The simplest tool is regular expressions (the re module). For example

>>> import re
>>> state_re = re.compile(r"i am (?P<state>\w+)")
>>> match = state_re.match("i am hungry")
>>> print match.group("state")
hungry

This has serious limitations and you may need a real parser for your grammar rules. With a learning effort, you could use the "natural language toolkit" (the module nltk) which contains tools to parse english sentences. See http://www.nltk.org/

Thanks that works. So if the first line was: i am <something> How can I change the <something> to (?P<something>\w+)? In other words, changing it so I can use the re.compile function?

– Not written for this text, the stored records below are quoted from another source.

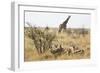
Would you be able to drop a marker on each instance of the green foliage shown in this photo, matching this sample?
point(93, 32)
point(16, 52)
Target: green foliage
point(42, 39)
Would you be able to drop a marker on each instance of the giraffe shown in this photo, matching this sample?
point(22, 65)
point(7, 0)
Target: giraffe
point(63, 25)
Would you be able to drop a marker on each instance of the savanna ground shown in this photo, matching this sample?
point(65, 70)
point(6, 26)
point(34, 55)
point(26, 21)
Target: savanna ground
point(65, 39)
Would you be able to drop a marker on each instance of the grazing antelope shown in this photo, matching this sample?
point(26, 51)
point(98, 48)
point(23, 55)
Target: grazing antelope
point(57, 51)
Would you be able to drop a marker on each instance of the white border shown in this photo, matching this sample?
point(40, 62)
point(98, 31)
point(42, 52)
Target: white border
point(18, 41)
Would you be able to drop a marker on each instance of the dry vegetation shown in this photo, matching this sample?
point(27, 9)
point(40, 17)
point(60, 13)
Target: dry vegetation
point(64, 40)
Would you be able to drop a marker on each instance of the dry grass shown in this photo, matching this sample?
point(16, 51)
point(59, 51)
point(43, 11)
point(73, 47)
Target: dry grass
point(64, 39)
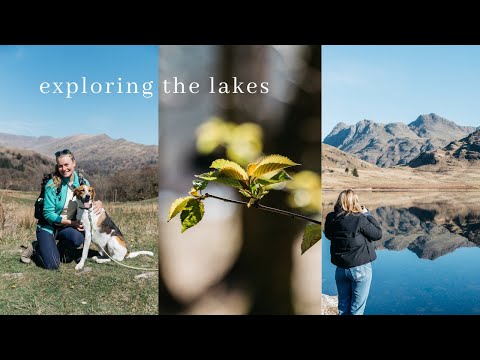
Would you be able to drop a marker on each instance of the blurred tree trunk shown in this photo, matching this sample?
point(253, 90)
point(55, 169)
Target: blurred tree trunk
point(264, 266)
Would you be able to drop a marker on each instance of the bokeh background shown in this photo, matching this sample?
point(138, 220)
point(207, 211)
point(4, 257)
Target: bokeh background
point(239, 260)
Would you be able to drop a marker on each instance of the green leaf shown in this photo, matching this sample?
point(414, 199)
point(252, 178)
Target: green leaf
point(277, 178)
point(245, 193)
point(199, 184)
point(192, 214)
point(229, 181)
point(272, 163)
point(230, 169)
point(313, 233)
point(177, 206)
point(210, 176)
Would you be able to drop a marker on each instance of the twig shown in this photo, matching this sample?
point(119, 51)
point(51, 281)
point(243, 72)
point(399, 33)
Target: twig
point(266, 208)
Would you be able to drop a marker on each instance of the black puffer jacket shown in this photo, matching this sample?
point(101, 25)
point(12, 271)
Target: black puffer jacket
point(351, 236)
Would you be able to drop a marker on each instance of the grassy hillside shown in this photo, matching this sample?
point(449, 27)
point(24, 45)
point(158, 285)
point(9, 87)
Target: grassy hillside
point(23, 169)
point(98, 288)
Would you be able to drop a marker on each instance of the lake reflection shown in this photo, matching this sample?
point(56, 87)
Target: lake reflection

And, how can I only make it so it performs the print when the match is true? I tried

if state_re.match(input_words) ==True:
    print match.group("state")

but it doesn't print anything regardless...

Thanks that works. So if the first line was: i am <something> How can I change the <something> to (?P<something>\w+)? In other words, changing it so I can use the re.compile function?

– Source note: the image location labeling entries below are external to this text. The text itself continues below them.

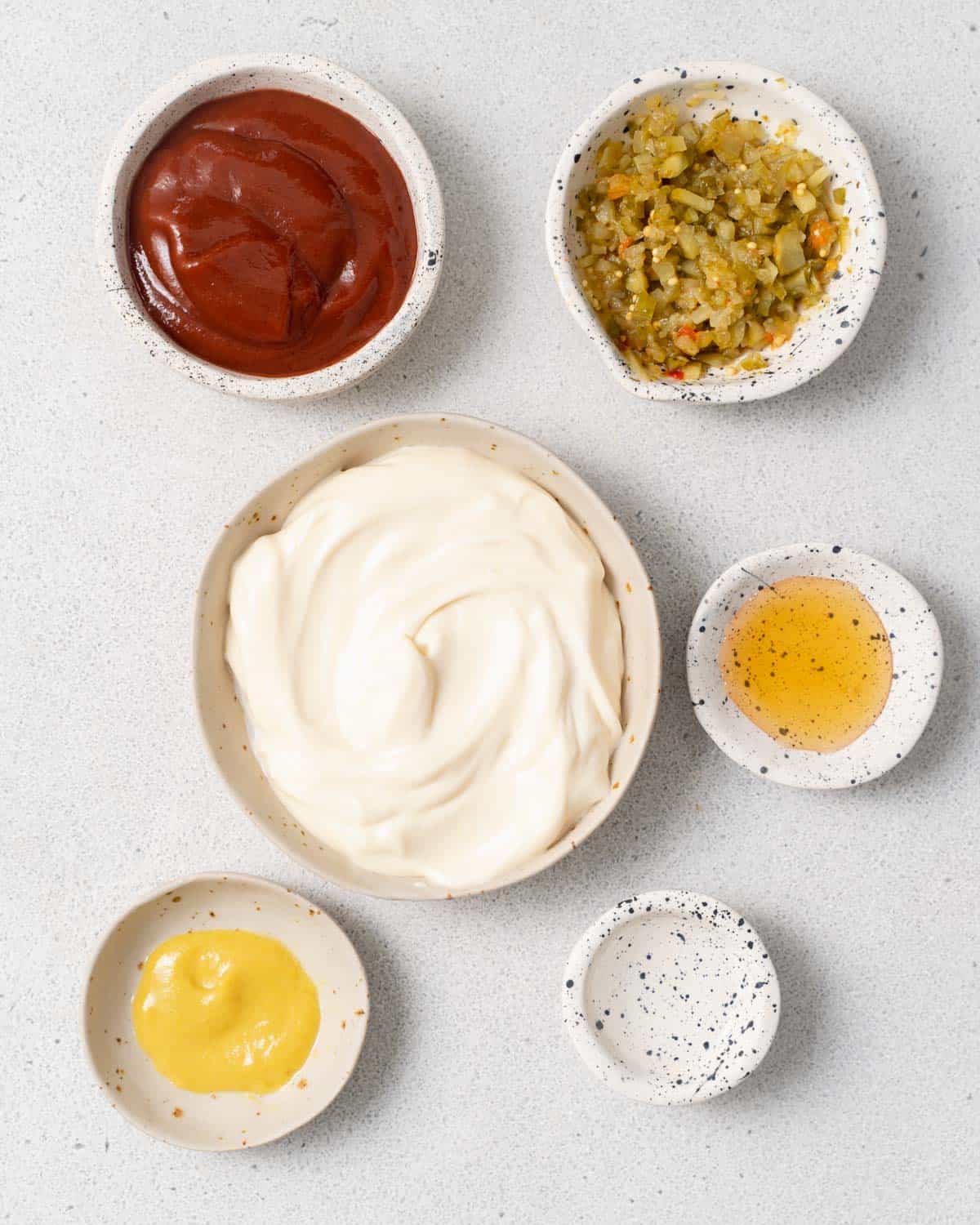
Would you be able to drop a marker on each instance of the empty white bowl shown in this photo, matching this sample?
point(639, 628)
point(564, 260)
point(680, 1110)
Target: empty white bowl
point(916, 657)
point(670, 997)
point(316, 78)
point(218, 1121)
point(222, 717)
point(750, 92)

And, how can I only make it so it performs the print when the match is true? I tried

if state_re.match(input_words) ==True:
    print match.group("state")

but it doesn't print anything regardless...

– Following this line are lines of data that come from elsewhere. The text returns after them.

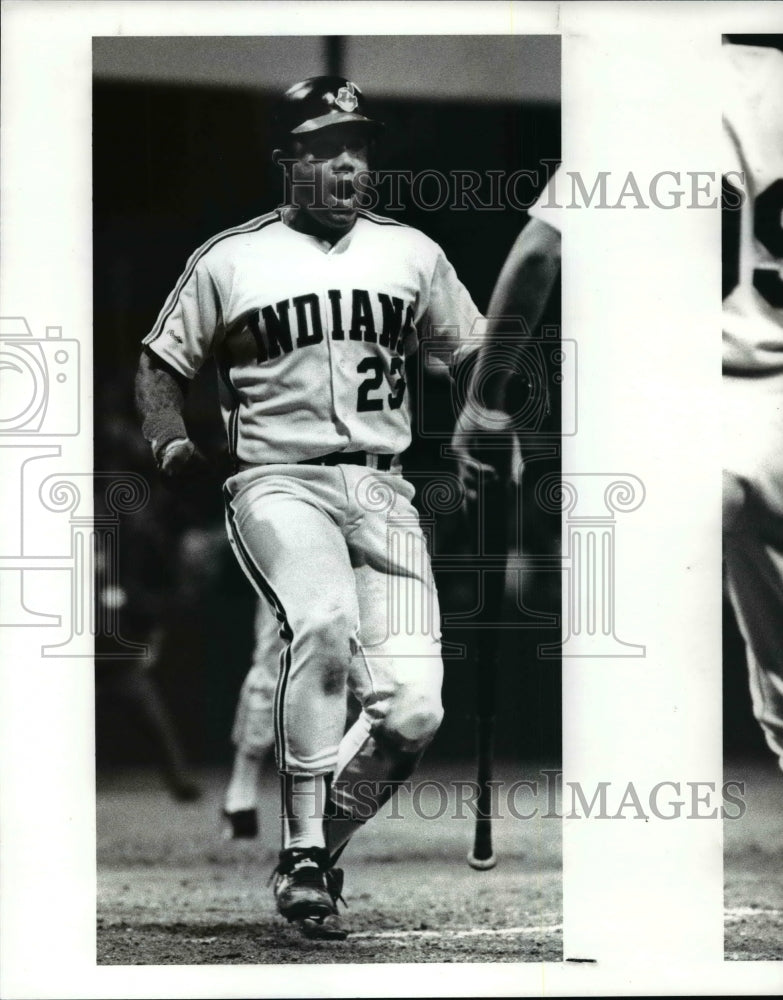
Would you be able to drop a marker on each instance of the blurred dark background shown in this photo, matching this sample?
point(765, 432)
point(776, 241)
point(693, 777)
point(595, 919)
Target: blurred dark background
point(180, 152)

I think you will have to write the regular expressions by hand: parsing templates to produce valid regular expressions is another problem. The first thing to do is to read the re module documentation (also have a look in python tutorials).
The match() method returns a "match object" when the sentence matches and None if it doesn't, so the good test is if match is not None:... .

Well that's just it. I have to use a template because I can't predict the sentence I am going to match. And so my code has to be generic; to work for anything. The user is supposed to be able to add their own rules to the text file for me to match with the input.

Well that's just it. I have to use a template because I can't predict the sentence I am going to match. And so my code has to be generic; to work for anything. The user is supposed to be able to add their own rules to the text file for me to match with the input.

Then you can try simple regex substitution like this

>>> import re
>>> template_re = re.compile(r"<\w+>")
>>> def template_helper(match):
...  return "(?P{0}\w+)".format(match.group(0))
... 
>>> template = "i am <state>"
>>> regex = template_re.sub(template_helper, template)
>>> print repr(regex)
'i am (?P<state>\\w+)'
>>> regex = re.compile(regex)
>>> match = regex.match("i am hungry")
>>> match.group("state")
'hungry'

This could be a starting point.

Thanks :) I THINK that's done what I am trying to do, but I need to continue writing the program to make sure.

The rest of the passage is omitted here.